83. Partant, il reste à déterminer si le Tribunal a conclu à juste titre qu’une violation de l’article 7 de la Charte pouvait être exclue dans la mesure où le rapport n’a été communiqué qu’à la personne accusée de harcèlement et au président de la BEI.

84. À cet égard, il y a lieu de relever, tout d’abord, que le Tribunal de la fonction publique a considéré, dans un arrêt concernant une enquête pour harcèlement moral, que la divulgation d’informations susceptibles de susciter des rumeurs négatives au sujet de la requérante ainsi que de porter atteinte à sa réputation et sa crédibilité auprès des seules personnes accusées de harcèlement suffisait pour conclure à une illégalité ouvrant droit à réparation ( 45 ).

85. En revanche, dans une affaire concernant le rejet d’une candidature à une promotion par la Commission européenne qui était accompagné de commentaires blessants, la Cour a également tenu compte du fait aggravant que le document concerné avait fait l’objet d’une diffusion au sein de toute la division ( 46 ).

86. Selon la jurisprudence de la Cour européenne des droits de l’homme (ci-après la « Cour EDH »), la question de savoir si un commentaire jugé blessant ou de nature à discréditer la personne concernée a fait l’objet d’une diffusion peut certainement être prise en considération afin d’établir une violation du droit au respect de la vie privée en vertu de l’article 8 de la CEDH, qui comprend non seulement le respect de la réputation mais également celui de l’honneur d’une personne ( 47 ). En outre,
la Cour EDH a jugé à plusieurs reprises que l’intégrité psychologique relève également du droit au respect de la vie privée consacré à l’article 8 de la CEDH ( 48 ). Néanmoins, afin d’établir une violation de l’article 8 de la CEDH, tant la gravité de la déclaration ( 49 ) que sa finalité ( 50 ), ainsi que d’éventuelles justifications doivent de surcroît être prises en compte. Il s’ensuit qu’une violation de l’article 8 de la CEDH ne peut être appréciée en s’interrogeant uniquement sur la
question de savoir si les propos ont fait l’objet d’une diffusion.

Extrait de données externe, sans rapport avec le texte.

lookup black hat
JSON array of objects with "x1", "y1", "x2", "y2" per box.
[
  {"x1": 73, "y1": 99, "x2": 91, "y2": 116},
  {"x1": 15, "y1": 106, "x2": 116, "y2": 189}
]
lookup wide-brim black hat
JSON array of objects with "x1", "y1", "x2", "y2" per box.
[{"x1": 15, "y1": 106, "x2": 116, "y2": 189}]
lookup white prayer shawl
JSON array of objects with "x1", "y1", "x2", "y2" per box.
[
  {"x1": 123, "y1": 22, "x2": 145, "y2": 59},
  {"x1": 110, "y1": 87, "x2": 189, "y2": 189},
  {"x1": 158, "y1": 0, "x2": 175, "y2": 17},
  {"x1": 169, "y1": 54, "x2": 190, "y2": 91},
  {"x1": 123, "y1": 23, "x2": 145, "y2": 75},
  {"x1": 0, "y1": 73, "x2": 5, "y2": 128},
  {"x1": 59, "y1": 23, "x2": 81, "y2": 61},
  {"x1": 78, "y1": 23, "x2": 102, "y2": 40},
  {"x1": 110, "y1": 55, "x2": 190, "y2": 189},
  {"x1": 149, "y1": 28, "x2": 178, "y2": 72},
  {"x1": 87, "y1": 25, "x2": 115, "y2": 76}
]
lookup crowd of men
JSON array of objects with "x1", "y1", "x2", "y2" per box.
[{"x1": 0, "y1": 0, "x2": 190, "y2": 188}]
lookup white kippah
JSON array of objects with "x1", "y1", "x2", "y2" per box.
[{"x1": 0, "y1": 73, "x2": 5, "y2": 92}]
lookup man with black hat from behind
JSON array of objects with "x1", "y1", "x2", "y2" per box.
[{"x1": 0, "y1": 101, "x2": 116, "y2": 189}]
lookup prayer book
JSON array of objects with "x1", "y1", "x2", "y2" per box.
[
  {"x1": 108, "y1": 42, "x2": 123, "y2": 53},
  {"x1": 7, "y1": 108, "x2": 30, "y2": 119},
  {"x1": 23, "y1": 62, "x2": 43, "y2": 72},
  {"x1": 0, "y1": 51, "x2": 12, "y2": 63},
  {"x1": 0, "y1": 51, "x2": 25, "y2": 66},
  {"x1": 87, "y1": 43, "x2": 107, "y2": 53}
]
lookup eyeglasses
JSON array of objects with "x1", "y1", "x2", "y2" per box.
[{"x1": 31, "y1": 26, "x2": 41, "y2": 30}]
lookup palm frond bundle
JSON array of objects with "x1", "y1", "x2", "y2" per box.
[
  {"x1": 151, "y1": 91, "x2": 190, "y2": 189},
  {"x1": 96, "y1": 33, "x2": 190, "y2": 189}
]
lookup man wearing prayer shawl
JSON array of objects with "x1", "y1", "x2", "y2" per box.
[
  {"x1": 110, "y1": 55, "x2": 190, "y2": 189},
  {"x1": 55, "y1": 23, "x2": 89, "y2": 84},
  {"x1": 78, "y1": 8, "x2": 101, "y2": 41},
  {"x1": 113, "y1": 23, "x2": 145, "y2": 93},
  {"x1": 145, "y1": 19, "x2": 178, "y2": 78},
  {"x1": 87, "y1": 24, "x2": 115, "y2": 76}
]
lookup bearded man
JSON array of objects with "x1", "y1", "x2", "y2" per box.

87. Cependant, le Tribunal ne s’est pas livré à une appréciation de la gravité des commentaires et de leur effet sur l’intégrité psychologique de la requérante, telle qu’elle avait essayé de l’établir à l’aide des certificats médicaux. Il n’a pas non plus déterminé si les déclarations pouvaient utilement et objectivement contribuer à une évaluation du caractère malveillant ou non de la plainte. Enfin, s’agissant d’une éventuelle justification, le Tribunal aurait dû s’interroger sur la question de
savoir si l’enquête sur les aspects de la vie privée de la requérante et leur mention dans le rapport du comité d’enquête ainsi que la décision du président de la BEI étaient pertinents eu égard à l’objet de l’enquête, à savoir l’établissement de la réalité des actes commis par la personne accusée de harcèlement.

88. Il résulte de l’ensemble de ces considérations que le raisonnement du Tribunal, selon lequel une violation de l’article 7 de la Charte et de l’article 8 de la CEDH peut être écartée uniquement en raison de l’absence de conséquences disciplinaires des observations sur la personnalité et le comportement de la requérante ainsi que d’une divulgation du rapport au sein de son unité, est entaché d’erreurs de droit.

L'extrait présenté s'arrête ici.